La séance était suivie d'un questions-réponses entre le public et le réalisateur (vous pouvez découvrir un extrait ci-dessous) :
Par la suite était projeté le documentaire Side by Side.
L'avis de Richard B : L'année dernière grâce au PIFFF nous avions pu découvrir un excellent documentaire : Ray Harryhausen, le titan des effets spéciaux de Gilles Penso et Alexandre Poncet. Hier soir, le festival a renouvelé l'expérience avec Side by Side de Chris Kenneally avec pour guide l’acteur Keanu Reeves. Side by Side se propose d'être un débat autour du passage de la pellicule au numérique vu par les réalisateurs et chefs opérateurs majeurs de l’Histoire du cinéma.
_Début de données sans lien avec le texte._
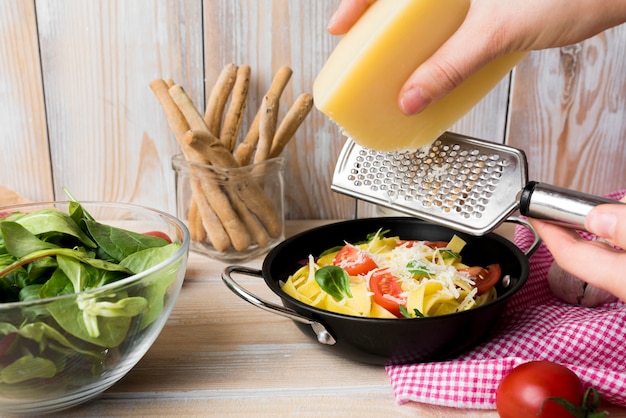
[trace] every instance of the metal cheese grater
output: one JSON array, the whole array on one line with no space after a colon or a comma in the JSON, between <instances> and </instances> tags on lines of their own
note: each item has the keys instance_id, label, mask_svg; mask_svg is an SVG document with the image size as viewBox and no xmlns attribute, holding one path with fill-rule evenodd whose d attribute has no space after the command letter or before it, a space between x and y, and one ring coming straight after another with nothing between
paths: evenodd
<instances>
[{"instance_id":1,"label":"metal cheese grater","mask_svg":"<svg viewBox=\"0 0 626 418\"><path fill-rule=\"evenodd\" d=\"M493 231L518 209L584 230L593 207L619 203L527 177L523 151L447 132L416 151L372 151L348 139L331 189L472 235Z\"/></svg>"}]
</instances>

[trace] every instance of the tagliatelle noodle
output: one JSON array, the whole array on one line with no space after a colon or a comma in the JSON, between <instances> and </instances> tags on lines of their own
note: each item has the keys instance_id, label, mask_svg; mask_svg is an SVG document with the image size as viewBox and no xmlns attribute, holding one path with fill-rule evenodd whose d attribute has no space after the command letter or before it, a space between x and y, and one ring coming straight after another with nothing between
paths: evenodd
<instances>
[{"instance_id":1,"label":"tagliatelle noodle","mask_svg":"<svg viewBox=\"0 0 626 418\"><path fill-rule=\"evenodd\" d=\"M456 237L458 239L458 237ZM431 248L424 242L412 241L398 244L397 237L385 238L378 234L371 241L354 245L372 257L379 269L389 269L398 279L406 297L406 308L415 316L436 316L459 312L483 305L496 297L495 288L477 296L477 289L458 254L446 249ZM455 248L458 242L455 242ZM459 247L460 250L461 247ZM337 301L324 292L315 281L315 271L332 265L337 251L325 254L317 261L309 256L308 264L291 275L282 289L291 297L308 305L346 315L395 318L393 314L374 302L369 289L369 279L375 270L362 276L350 277L351 298ZM414 275L408 268L416 262L429 272L424 277ZM419 315L415 314L415 310Z\"/></svg>"}]
</instances>

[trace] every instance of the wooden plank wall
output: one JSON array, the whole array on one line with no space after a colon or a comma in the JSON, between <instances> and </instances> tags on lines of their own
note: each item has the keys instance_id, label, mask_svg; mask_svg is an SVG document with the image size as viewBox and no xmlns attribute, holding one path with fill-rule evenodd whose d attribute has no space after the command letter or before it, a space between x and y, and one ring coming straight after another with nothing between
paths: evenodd
<instances>
[{"instance_id":1,"label":"wooden plank wall","mask_svg":"<svg viewBox=\"0 0 626 418\"><path fill-rule=\"evenodd\" d=\"M249 64L244 126L275 71L294 73L281 116L338 41L338 0L3 0L0 185L35 201L133 202L175 211L179 152L148 83L170 77L199 108L221 68ZM626 187L626 28L531 53L451 130L506 142L534 180L594 193ZM512 84L511 84L512 81ZM343 138L314 111L286 149L289 219L349 218L330 191ZM359 205L360 215L373 209Z\"/></svg>"}]
</instances>

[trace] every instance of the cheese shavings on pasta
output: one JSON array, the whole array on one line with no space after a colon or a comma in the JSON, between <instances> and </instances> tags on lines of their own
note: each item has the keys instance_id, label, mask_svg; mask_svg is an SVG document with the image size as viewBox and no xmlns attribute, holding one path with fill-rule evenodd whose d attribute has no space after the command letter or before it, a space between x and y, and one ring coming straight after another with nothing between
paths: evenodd
<instances>
[{"instance_id":1,"label":"cheese shavings on pasta","mask_svg":"<svg viewBox=\"0 0 626 418\"><path fill-rule=\"evenodd\" d=\"M404 317L445 315L483 305L496 297L495 288L477 295L471 276L459 269L460 252L465 242L453 237L450 242L434 245L425 241L403 241L398 237L384 237L378 231L367 242L350 244L359 250L352 262L362 262L365 256L376 263L377 268L364 274L349 277L352 297L335 300L316 281L316 272L325 266L345 268L348 261L335 260L338 249L318 258L309 256L306 265L294 272L282 289L291 297L308 305L346 315L396 318L396 315L375 301L370 289L372 276L391 273L401 287L399 294L381 295L387 301L402 305ZM380 302L380 300L379 300ZM396 306L397 307L397 306Z\"/></svg>"}]
</instances>

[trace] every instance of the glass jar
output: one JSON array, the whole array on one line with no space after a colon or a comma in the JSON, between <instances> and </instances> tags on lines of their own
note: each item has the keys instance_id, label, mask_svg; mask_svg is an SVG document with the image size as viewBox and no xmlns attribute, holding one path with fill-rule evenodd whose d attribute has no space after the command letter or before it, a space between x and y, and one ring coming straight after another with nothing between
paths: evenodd
<instances>
[{"instance_id":1,"label":"glass jar","mask_svg":"<svg viewBox=\"0 0 626 418\"><path fill-rule=\"evenodd\" d=\"M245 262L284 237L284 159L221 168L172 158L176 212L191 250L223 262Z\"/></svg>"}]
</instances>

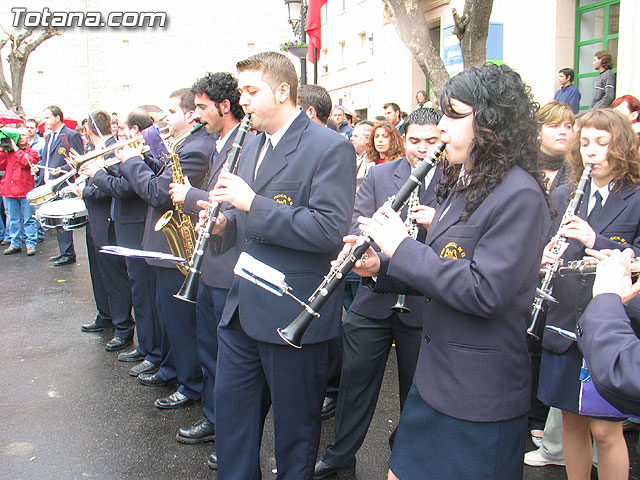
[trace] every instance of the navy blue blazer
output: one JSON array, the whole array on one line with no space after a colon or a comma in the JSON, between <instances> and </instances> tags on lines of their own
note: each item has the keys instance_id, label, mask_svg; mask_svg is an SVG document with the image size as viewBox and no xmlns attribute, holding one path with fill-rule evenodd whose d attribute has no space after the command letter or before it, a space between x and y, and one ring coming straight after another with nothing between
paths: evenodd
<instances>
[{"instance_id":1,"label":"navy blue blazer","mask_svg":"<svg viewBox=\"0 0 640 480\"><path fill-rule=\"evenodd\" d=\"M120 173L119 164L98 170L92 180L98 190L113 197L111 207L118 245L140 248L147 202L136 194L129 180Z\"/></svg>"},{"instance_id":2,"label":"navy blue blazer","mask_svg":"<svg viewBox=\"0 0 640 480\"><path fill-rule=\"evenodd\" d=\"M405 239L384 262L377 289L403 282L426 297L413 383L431 407L475 422L524 415L526 330L551 225L547 202L538 182L513 167L465 221L464 192L452 194L440 219L447 203L425 244Z\"/></svg>"},{"instance_id":3,"label":"navy blue blazer","mask_svg":"<svg viewBox=\"0 0 640 480\"><path fill-rule=\"evenodd\" d=\"M639 327L640 297L625 311L618 295L604 293L591 300L576 329L596 389L630 415L640 415Z\"/></svg>"},{"instance_id":4,"label":"navy blue blazer","mask_svg":"<svg viewBox=\"0 0 640 480\"><path fill-rule=\"evenodd\" d=\"M358 217L371 217L375 211L380 208L390 196L395 195L404 185L409 174L411 173L411 165L406 158L400 158L393 162L382 163L376 165L367 173L362 186L356 195L356 204L353 210L353 218L351 220L351 233L360 234L358 228ZM442 177L442 168L436 166L436 171L427 188L421 188L420 203L435 207L436 188L438 181ZM406 218L406 207L402 210L402 218ZM420 227L422 233L418 234L418 238L424 240L425 230ZM377 245L374 248L378 250ZM373 319L388 318L393 311L391 307L396 303L398 296L391 293L375 293L373 287L368 282L360 282L358 291L351 304L351 310L358 315ZM398 318L411 327L422 326L422 307L425 303L422 296L410 296L407 298L408 306L411 309L409 313L401 313Z\"/></svg>"},{"instance_id":5,"label":"navy blue blazer","mask_svg":"<svg viewBox=\"0 0 640 480\"><path fill-rule=\"evenodd\" d=\"M204 129L187 137L179 146L177 154L184 176L193 185L200 186L209 169L209 158L215 148L215 141ZM171 253L167 237L163 232L154 231L158 219L173 210L169 195L169 184L173 182L170 167L154 173L142 157L129 158L120 165L120 173L126 178L135 193L148 205L142 246L145 250ZM147 263L157 267L176 268L171 262L147 259Z\"/></svg>"},{"instance_id":6,"label":"navy blue blazer","mask_svg":"<svg viewBox=\"0 0 640 480\"><path fill-rule=\"evenodd\" d=\"M49 133L51 135L51 133ZM49 135L45 139L45 153L44 162L47 157L47 146L49 142ZM51 157L49 158L49 167L60 167L62 170L69 170L69 166L65 161L65 158L69 156L69 151L73 149L79 154L84 153L84 145L82 144L82 137L75 130L70 129L66 125L62 126L60 134L56 137L56 141L53 143L53 149L51 150Z\"/></svg>"},{"instance_id":7,"label":"navy blue blazer","mask_svg":"<svg viewBox=\"0 0 640 480\"><path fill-rule=\"evenodd\" d=\"M563 185L554 190L551 200L558 210L552 230L555 233L561 221L562 213L569 204L570 185ZM587 219L588 198L591 186L587 185L577 215ZM640 186L624 187L619 192L610 192L598 218L591 227L596 232L594 248L624 250L632 248L636 256L640 255ZM584 257L584 246L578 240L570 239L569 247L562 255L565 262L579 260ZM557 276L553 282L553 296L560 303L548 306L547 325L554 325L566 330L576 326L591 300L593 276L567 275ZM564 353L573 341L562 335L545 332L542 346L555 353Z\"/></svg>"},{"instance_id":8,"label":"navy blue blazer","mask_svg":"<svg viewBox=\"0 0 640 480\"><path fill-rule=\"evenodd\" d=\"M187 196L184 199L185 211L197 215L201 208L196 202L198 200L208 201L209 191L213 190L222 168L227 163L227 157L233 146L237 131L238 126L235 126L229 138L227 138L227 141L222 146L222 149L212 155L207 185L203 185L202 189L193 187L187 192ZM247 132L245 143L254 136L253 133ZM223 205L222 211L224 211L224 207ZM209 248L202 261L200 279L209 287L229 289L233 283L233 267L235 263L236 257L233 249L229 249L221 255L216 255L214 249Z\"/></svg>"},{"instance_id":9,"label":"navy blue blazer","mask_svg":"<svg viewBox=\"0 0 640 480\"><path fill-rule=\"evenodd\" d=\"M105 140L108 147L116 143L116 139L109 137ZM105 158L113 158L113 153L105 155ZM86 186L82 189L82 199L87 206L89 214L89 226L93 241L100 249L109 245L109 228L111 227L111 195L98 189L93 178L87 180Z\"/></svg>"},{"instance_id":10,"label":"navy blue blazer","mask_svg":"<svg viewBox=\"0 0 640 480\"><path fill-rule=\"evenodd\" d=\"M293 121L253 179L265 135L247 141L238 167L256 192L249 212L229 209L223 250L235 245L286 274L293 294L306 300L329 271L331 260L349 231L356 189L355 151L337 132L309 120L304 112ZM342 296L332 295L303 337L303 343L339 335ZM276 329L301 311L289 297L277 297L234 278L222 324L238 310L242 328L261 342L284 344Z\"/></svg>"}]
</instances>

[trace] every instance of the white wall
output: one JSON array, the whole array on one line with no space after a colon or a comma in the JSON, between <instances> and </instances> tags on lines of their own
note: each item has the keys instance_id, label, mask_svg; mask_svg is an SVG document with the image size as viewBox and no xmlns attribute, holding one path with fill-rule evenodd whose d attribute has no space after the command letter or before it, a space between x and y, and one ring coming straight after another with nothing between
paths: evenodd
<instances>
[{"instance_id":1,"label":"white wall","mask_svg":"<svg viewBox=\"0 0 640 480\"><path fill-rule=\"evenodd\" d=\"M137 105L163 107L171 91L191 86L207 71L235 73L238 60L264 50L277 51L280 43L293 39L282 0L31 0L24 4L29 11L47 6L52 11L168 14L164 28L76 27L41 44L29 57L25 75L23 106L29 115L39 114L50 104L75 119L95 108L125 115ZM9 9L2 9L0 24L9 29L12 21ZM299 68L299 61L291 58Z\"/></svg>"}]
</instances>

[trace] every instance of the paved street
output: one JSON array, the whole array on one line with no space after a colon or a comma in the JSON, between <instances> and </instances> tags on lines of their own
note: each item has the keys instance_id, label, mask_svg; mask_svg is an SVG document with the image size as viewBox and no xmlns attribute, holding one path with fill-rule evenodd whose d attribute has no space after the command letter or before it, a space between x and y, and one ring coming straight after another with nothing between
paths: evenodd
<instances>
[{"instance_id":1,"label":"paved street","mask_svg":"<svg viewBox=\"0 0 640 480\"><path fill-rule=\"evenodd\" d=\"M84 229L75 233L78 263L53 267L54 236L23 251L0 255L0 477L11 479L215 479L206 467L214 445L187 446L174 437L201 417L198 405L180 411L153 407L169 388L140 385L132 364L104 350L111 332L87 334L81 323L96 314ZM395 427L397 388L392 358L378 410L358 454L357 478L384 479L387 439ZM325 422L321 446L332 438ZM291 428L296 428L291 425ZM640 479L637 434L628 434L632 479ZM529 442L529 447L532 448ZM273 430L265 429L265 479L271 469ZM564 468L525 468L525 479L565 479ZM592 478L596 478L595 474Z\"/></svg>"}]
</instances>

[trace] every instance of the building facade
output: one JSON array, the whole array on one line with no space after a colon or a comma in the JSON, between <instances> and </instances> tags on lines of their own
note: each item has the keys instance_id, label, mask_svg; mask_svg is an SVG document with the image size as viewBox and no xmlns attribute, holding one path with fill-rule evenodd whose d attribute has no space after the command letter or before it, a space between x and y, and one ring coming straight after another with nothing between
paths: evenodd
<instances>
[{"instance_id":1,"label":"building facade","mask_svg":"<svg viewBox=\"0 0 640 480\"><path fill-rule=\"evenodd\" d=\"M419 0L413 0L417 2ZM409 2L407 2L409 3ZM422 0L431 37L445 66L455 73L458 42L452 8L464 0ZM398 37L382 0L329 0L322 11L318 83L334 101L361 117L381 115L396 102L409 112L415 93L428 84ZM640 2L637 0L494 0L487 58L515 68L543 104L559 88L557 72L570 67L588 108L597 78L593 54L609 50L617 71L617 95L640 98ZM459 48L459 47L458 47Z\"/></svg>"}]
</instances>

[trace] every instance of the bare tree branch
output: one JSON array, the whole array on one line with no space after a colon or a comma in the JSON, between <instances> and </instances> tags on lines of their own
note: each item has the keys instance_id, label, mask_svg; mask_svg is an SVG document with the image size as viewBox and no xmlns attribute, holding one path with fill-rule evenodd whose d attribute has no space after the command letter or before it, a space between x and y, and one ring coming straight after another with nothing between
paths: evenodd
<instances>
[{"instance_id":1,"label":"bare tree branch","mask_svg":"<svg viewBox=\"0 0 640 480\"><path fill-rule=\"evenodd\" d=\"M29 55L42 42L55 35L60 35L60 32L54 27L47 27L34 39L35 28L27 28L17 35L7 32L2 25L0 25L0 29L4 33L4 38L0 39L0 54L6 45L9 45L11 49L7 55L10 79L7 79L4 65L0 61L0 100L7 108L19 114L24 114L24 109L22 108L22 84ZM11 86L9 86L9 80L11 81Z\"/></svg>"}]
</instances>

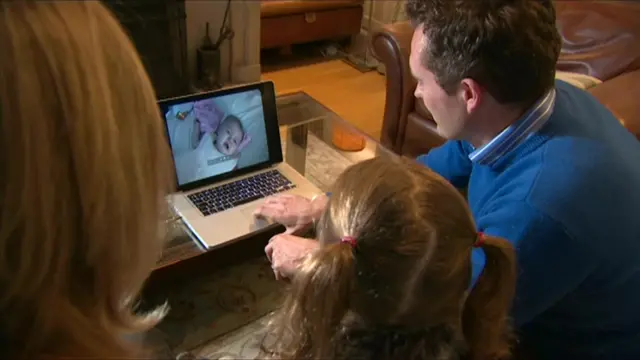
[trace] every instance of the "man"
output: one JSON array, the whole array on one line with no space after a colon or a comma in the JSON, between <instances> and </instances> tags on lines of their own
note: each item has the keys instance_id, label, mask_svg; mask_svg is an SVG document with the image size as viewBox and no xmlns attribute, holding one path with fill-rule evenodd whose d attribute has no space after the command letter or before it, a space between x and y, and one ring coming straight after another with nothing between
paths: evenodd
<instances>
[{"instance_id":1,"label":"man","mask_svg":"<svg viewBox=\"0 0 640 360\"><path fill-rule=\"evenodd\" d=\"M517 247L519 347L545 360L640 359L640 143L591 95L554 81L553 7L409 0L407 13L415 95L449 139L418 161L467 188L478 231ZM312 251L290 234L323 202L260 209L288 226L266 249L279 274ZM483 265L475 251L474 279Z\"/></svg>"}]
</instances>

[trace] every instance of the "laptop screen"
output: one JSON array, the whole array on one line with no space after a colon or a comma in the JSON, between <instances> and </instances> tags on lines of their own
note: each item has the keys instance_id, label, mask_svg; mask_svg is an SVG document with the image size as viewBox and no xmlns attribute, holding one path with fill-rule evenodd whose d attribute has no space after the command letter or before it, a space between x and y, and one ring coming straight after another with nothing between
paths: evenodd
<instances>
[{"instance_id":1,"label":"laptop screen","mask_svg":"<svg viewBox=\"0 0 640 360\"><path fill-rule=\"evenodd\" d=\"M179 188L270 160L261 90L214 91L161 103Z\"/></svg>"}]
</instances>

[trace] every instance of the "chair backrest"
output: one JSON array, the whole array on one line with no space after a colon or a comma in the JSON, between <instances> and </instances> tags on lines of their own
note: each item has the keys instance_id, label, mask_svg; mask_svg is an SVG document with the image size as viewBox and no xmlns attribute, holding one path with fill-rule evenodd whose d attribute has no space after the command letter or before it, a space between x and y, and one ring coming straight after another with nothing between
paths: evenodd
<instances>
[{"instance_id":1,"label":"chair backrest","mask_svg":"<svg viewBox=\"0 0 640 360\"><path fill-rule=\"evenodd\" d=\"M557 68L608 80L640 69L640 1L558 0Z\"/></svg>"}]
</instances>

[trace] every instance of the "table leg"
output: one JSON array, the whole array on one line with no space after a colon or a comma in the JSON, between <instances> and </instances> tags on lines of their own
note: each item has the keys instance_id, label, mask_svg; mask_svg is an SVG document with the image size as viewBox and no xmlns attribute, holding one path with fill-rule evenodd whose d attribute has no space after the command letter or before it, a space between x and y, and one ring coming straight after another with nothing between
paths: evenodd
<instances>
[{"instance_id":1,"label":"table leg","mask_svg":"<svg viewBox=\"0 0 640 360\"><path fill-rule=\"evenodd\" d=\"M305 174L307 160L307 134L306 124L287 129L285 161L302 175Z\"/></svg>"}]
</instances>

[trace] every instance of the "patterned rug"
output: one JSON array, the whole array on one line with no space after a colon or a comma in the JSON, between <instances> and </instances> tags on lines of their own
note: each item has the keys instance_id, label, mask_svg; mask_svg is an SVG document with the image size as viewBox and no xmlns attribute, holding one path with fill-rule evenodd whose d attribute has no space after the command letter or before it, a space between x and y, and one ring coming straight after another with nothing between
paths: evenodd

Les intervenants sont donc nombreux, et aussi divers que représentant une multitude de branches du métier tel que des acteurs, monteurs, étalonneurs, directeurs de la photographie ou bien entendu réalisateurs. Parmi les plus célèbres : James Cameron, Danny Boyle, Christopher Nolan, George Lucas, Martin Scorsese, David Fincher, Michael Ballhaus, Vittorio Storaro et une pléiade d'autres noms tous aussi majeurs les uns que les autres. Tous y vont de leur opinion avec un côté très accessible permettant même aux moins connaisseurs d'appréhender le sujet. Pour autant les adeptes auront aussi de quoi nourrir leur curiosité puisque le débat pellicule Vs numérique est que l'approche générique du documentaire, d'autres thématiques parfaitement amenées sont soulevées, telles la sauvegarde des informations, la meilleure façon de vivre un film, la surproduction de films... les sujets de conversation ne manquent pas, tous les intervenants y apportent leur opinion et démontrent que le sujet est loin d'avoir une réponse claire. On se laisse guider par les thématiques durant presque 100 minutes sans voir le temps passer (mais aussi le temps passé) et on en ressort sans avoir véritablement de réponse, mais avec une véritable connaissance des éléments qui permettra à chacun d'avoir son opinion. Une chose est certaine, que l'on aime ou pas George Lucas son nom a été régulièrement cité comme celui qui a fait avancer les choses à Hollywood (bien plus qu'un James Cameron par exemple) et force est de constater que l'homme a souvent eu un tour d'avance sur tous les autres. Incontournable pour les passionnés de cinéma.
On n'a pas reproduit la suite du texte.